Iran jailed Pastor Saeed for “undermining national security.”  His Christian missionary work did not threaten territorial security.  He was working against the religion on which Iran’s laws are based.

We, just as the colonial powers did, send missionaries to “foreign lands” to replace their beliefs with our own.  The poster’s publisher, ACLJ.org, is an arm of Christian Advocates Serving Evangelism, Inc.  Christian evangelism tends to suggests we aim to make the whole world American.

Iran’s leaders may also wonder if temporal victory really is our aim.  President Reagan believed in the Rapture, when all true believers will be taken into heaven and all others will face tribulation.  On at least eleven occasions he said the end of the world is coming, maybe soon.  President Bush had similar beliefs but, since the Cold War was over, he saw the Antichrist not in Russia but the Middle East.

Still though, why would so many Americans want no deal to stop Iran getting nuclear weapons?  How could the pastor’s release from jail be more important than nuclear proliferation in the Middle East?

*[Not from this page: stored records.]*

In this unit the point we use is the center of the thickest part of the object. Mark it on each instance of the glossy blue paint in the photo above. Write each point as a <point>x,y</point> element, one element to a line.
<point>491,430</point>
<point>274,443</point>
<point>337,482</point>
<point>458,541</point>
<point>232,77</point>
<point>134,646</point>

Because humans are programmed to fear “the other.”  Some small group becomes noticeable, we don’t know any of them personally, we don’t know much about them, they seem different from us, we imagine they are all the same and rapidly growing in number, then we feel threatened.

Jews have been “the other” in many societies throughout history.  Roman Catholics were “the other” here when Kennedy was running for President.  More recently Muslims have become “the other” here and in Europe.

Now we imagine all Muslims are the same, and because the ones we’re shown by the media are terrorists, we imagine all Muslims to be potential if not yet actual terrorists.

Nothing I or anyone else can say will eradicate that fear.  It will only evaporate as more of us get to meet more Muslims, or if our media first positions some new small group as “the other.”